Maka dari itu, tugas Komisi Pengawas Persaingan Usaha (KPPU) adalah untuk melakukan pengawasan pembentukan harga oleh platform. Efisiensi yang seharusnya dialamatkan sebagai pemerintah seharusnya pada biaya industri yang bisa didukung oleh pemerintah, misalnya terkait dengan penyediaan tempat parkir ojol resmi atau shelter dan penyediaan jaminan sosial.
“Sejatinya, masalah kesejahteraan mitra pengemudi ojol ini sudah kita suarakan berkali-kali dengan mendorong pemberian jaminan sosial. Jaminan sosial ini menjadi tanggung jawab platform, driver, konsumen, dan juga pemerintah. Semuanya perlu ada porsi yang pas bagi masing-masing pemain,” ungkap Huda.

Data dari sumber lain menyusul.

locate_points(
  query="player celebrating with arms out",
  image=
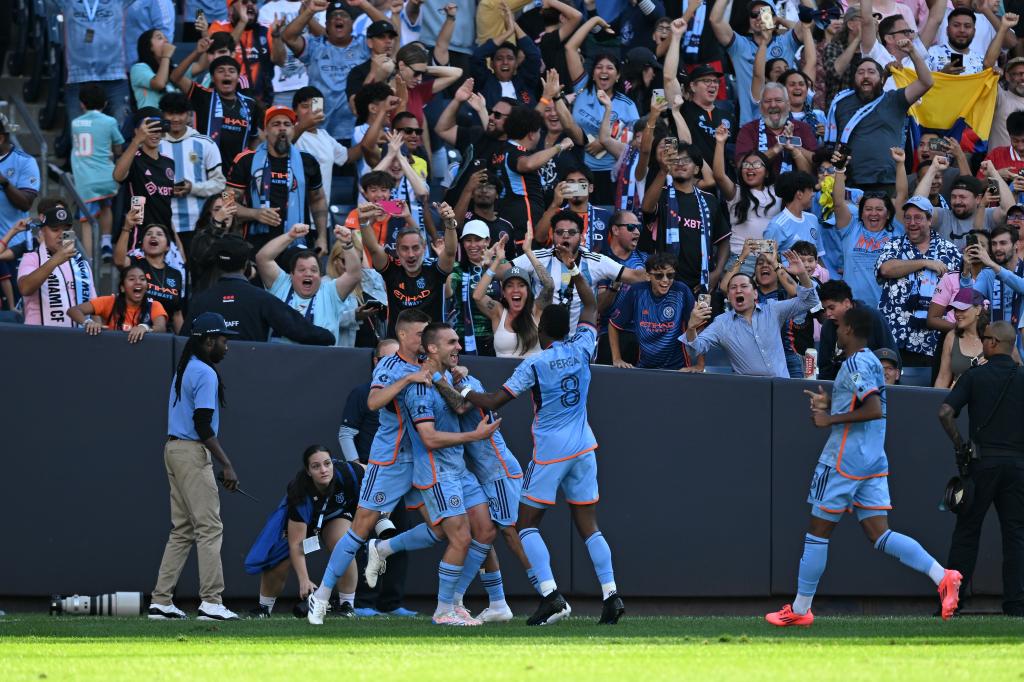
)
(563, 444)
(851, 473)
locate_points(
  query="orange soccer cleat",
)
(949, 593)
(785, 617)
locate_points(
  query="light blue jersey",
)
(324, 309)
(559, 378)
(328, 67)
(860, 252)
(391, 442)
(857, 450)
(23, 172)
(786, 229)
(488, 460)
(426, 405)
(94, 135)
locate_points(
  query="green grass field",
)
(847, 649)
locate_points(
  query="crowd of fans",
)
(729, 176)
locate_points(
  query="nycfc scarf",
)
(675, 221)
(832, 130)
(763, 147)
(259, 189)
(58, 293)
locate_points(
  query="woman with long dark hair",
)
(315, 512)
(752, 201)
(193, 424)
(514, 318)
(604, 76)
(128, 310)
(150, 75)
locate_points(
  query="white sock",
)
(802, 603)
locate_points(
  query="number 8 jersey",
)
(559, 379)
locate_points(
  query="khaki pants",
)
(195, 518)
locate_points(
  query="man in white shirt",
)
(308, 137)
(198, 171)
(566, 228)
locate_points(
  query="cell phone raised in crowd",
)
(577, 188)
(391, 207)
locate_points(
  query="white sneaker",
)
(210, 611)
(166, 612)
(491, 614)
(317, 609)
(376, 565)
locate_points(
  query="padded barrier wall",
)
(704, 477)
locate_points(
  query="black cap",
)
(643, 56)
(57, 216)
(381, 28)
(702, 72)
(211, 324)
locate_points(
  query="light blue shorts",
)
(833, 494)
(503, 500)
(577, 478)
(452, 497)
(384, 486)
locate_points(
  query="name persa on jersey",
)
(487, 460)
(426, 405)
(391, 441)
(857, 451)
(559, 379)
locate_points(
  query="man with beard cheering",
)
(279, 185)
(868, 122)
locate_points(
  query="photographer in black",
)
(993, 456)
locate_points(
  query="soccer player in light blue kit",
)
(852, 475)
(563, 445)
(389, 474)
(452, 496)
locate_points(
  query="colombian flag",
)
(939, 110)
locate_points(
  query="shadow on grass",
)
(843, 631)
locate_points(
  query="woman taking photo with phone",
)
(315, 512)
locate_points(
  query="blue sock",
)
(531, 577)
(906, 549)
(812, 564)
(493, 584)
(448, 576)
(474, 559)
(600, 556)
(342, 555)
(419, 538)
(538, 554)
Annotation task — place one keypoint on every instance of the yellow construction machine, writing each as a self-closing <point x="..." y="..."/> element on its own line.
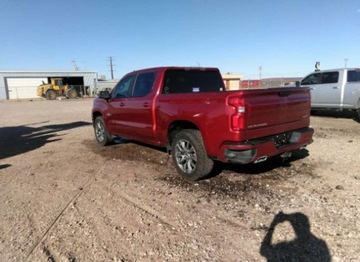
<point x="56" y="88"/>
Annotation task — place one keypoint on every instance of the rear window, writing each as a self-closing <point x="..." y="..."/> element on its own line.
<point x="192" y="81"/>
<point x="321" y="78"/>
<point x="354" y="75"/>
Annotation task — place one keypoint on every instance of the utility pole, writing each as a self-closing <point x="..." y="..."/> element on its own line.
<point x="260" y="68"/>
<point x="111" y="67"/>
<point x="75" y="66"/>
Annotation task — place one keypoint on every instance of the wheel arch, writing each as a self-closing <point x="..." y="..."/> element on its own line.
<point x="176" y="127"/>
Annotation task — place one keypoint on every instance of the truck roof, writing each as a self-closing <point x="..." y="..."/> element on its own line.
<point x="163" y="68"/>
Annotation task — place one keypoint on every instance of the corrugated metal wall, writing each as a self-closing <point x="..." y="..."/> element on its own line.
<point x="90" y="78"/>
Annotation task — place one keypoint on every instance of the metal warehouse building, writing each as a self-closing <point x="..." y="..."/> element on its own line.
<point x="23" y="84"/>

Lebih lanjut dia, perlindungan sosial bagi mitra minimal berupa jaminan kesehatan dan jaminan kecelakaan kerja. Selain itu, harus ada skema-skema yang perlu dikembangkan sesuai karakteristik mitra driver. “Mitra driver yang bisa mempunyai lebih dari satu pemberi kerja misalkan, harus bisa diakomodir dalam sistem pemberian jaminan oleh BPJS [Badan Penyelenggara Jaminan Sosial]. Peran dari aplikator juga patut dirumuskan,” pungkas Huda.
Sebelumnya, Prabowo mengatakan pemerintah tengah berdiskusi dengan perusahaan ojol. Hal ini bertujuan untuk mencari pelayanan terbaik bagi pengemudi ojek online. “Sekarang kita sedang diskusi terus sama perusahaan-perusahaan terbesar ojol untuk kita cari pelayanan terbaik untuk pengemudi ojol ini. Kemudian efisiensi, sehingga tidak terjadi suatu persaingan yang saling merugikan,” kata Prabowo dalam sidang kabinet paripurna di Istana Negara, Jakarta, Senin (20/10/2025).